5

I have to do a topic modeling based on pieces of texts containing emojis with R. Using the replace_emoji() and replace_emoticon functions let me analyze them, but there is a problem with the results.

A red heart emoji is translated as "red heart ufef". These words are then treated separately during the analysis and compromise the results.

Terms like "heart" can have a very different meaning as can be seen with "red heart ufef" and "broken heart" The function replace_emoji_identifier() doesn't help either, as the identifiers make an analysis hard.

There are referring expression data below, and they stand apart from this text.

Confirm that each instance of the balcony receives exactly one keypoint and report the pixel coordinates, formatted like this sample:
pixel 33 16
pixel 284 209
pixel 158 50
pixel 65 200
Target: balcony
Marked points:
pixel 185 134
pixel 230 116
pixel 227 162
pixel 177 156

Dummy data set reproducible with by using dput() (including the step force to lowercase:

Emoji_struct <- c(
      list(content = " wow", " look at that", "this makes me angry", "❤\ufe0f, i love it!"),  
      list(content = "", " thanks for helping",  " oh no, why? ", "careful, challenging ❌❌❌")
)

Current coding (data_orig is a list of several files):

library(textclean)
#The rest should be standard r packages for pre-processing

#pre-processing:
data <- gsub("'", "", data) 
data <- replace_contraction(data)
data <- replace_emoji(data) # replace emoji with words
data <- replace_emoticon(data) # replace emoticon with words
data <- replace_hash(data, replacement = "")
data <- replace_word_elongation(data)
data <- gsub("[[:punct:]]", " ", data)  #replace punctuation with space
data <- gsub("[[:cntrl:]]", " ", data) 
data <- gsub("[[:digit:]]", "", data)  #remove digits
data <- gsub("^[[:space:]]+", "", data) #remove whitespace at beginning of documents
data <- gsub("[[:space:]]+$", "", data) #remove whitespace at end of documents
data <- stripWhitespace(data)

Desired output:

[1] list(content = c("fire fire wow", 
                     "facewithopenmouth look at that", 
                     "facewithsteamfromnose this makes me angry facewithsteamfromnose", 
                     "smilingfacewithhearteyes redheart \ufe0f, i love it!"), 
         content = c("smilingfacewithhearteyes smilingfacewithhearteyes", 
                     "smilingfacewithsmilingeyes thanks for helping", 
                     "cryingface oh no, why? cryingface", 
                     "careful, challenging crossmark crossmark crossmark"))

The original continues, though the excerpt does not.